New protests as anti-women Bush admin. rule goes into effect

Women’s health advocates sharply criticized a last minute Bush administration rule that allows health care providers to deny health care information and services to women. The new rule allows doctors, nurses, pharmacists and technicians to refuse to provide women with information about or access to birth control, abortions, or other medical services based on ideological opposition.

“This midnight regulation,’ said Planned Parenthood President Cecile Richards, ‘undermines this country’s fragile health care system as well as patients’ access to health care information and services.”

Richards added that she hoped the incoming administration would do more to protect women’s health. “We look forward to working with President-elect Obama and leaders in Congress to repeal this disastrous rule and expand patients’ access to full health care information and services — not limit it,” she stated.

According to Planned Parenthood’s estimates, the new rule will restrict health care access at nearly 600,000 health care facilities.

In addition to the specific problems linked to reproductive rights, Planned Parenthood also argued that the rule will worsen an already broken health care system. ‘With more than 45 million Americans currently uninsured, this is no time to make access to health care even more difficult,’ a press statement from the organization noted.

“We are shocked that the Bush administration chose to finalize its midnight regulation and to take this parting shot at women’s health and ignore patients’ rights to receive the critical health care services and information they deserve,” said Richards. “From day one, this administration has made ideology and politics a priority over patients’ rights and needs, and this regulation is no different.”

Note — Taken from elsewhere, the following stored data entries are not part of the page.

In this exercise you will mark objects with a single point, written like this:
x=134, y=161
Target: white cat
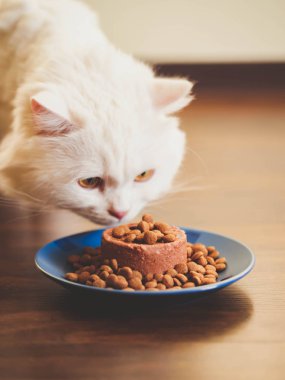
x=89, y=126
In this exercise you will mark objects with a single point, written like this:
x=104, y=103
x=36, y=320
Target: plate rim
x=195, y=290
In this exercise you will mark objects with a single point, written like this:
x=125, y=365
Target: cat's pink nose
x=116, y=213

Following the announcement by the Department of Health and Human Services earlier this year to implement the rule, some 200,000 people, elected officials, medical organizations, and health care advocacy and religious organizations submitted comments opposing the misguided rule.

The new rule fails to provide protections for women patients from discriminatory behavior by health care providers who might be motivated by political bias rather than the medical needs of patients and patrons, the women’s health advocacy organization stated.

In addition to a massive protest from a broad section of the public, the U.S. Equal Employment Opportunity Commission (EEOC) Legal Counsel and the commissioners submitted letters of opposition to this rule, saying it overlaps with existing law, that it is potentially confusing to the regulated community, and that it will impose a burden on covered employers, particularly small employers.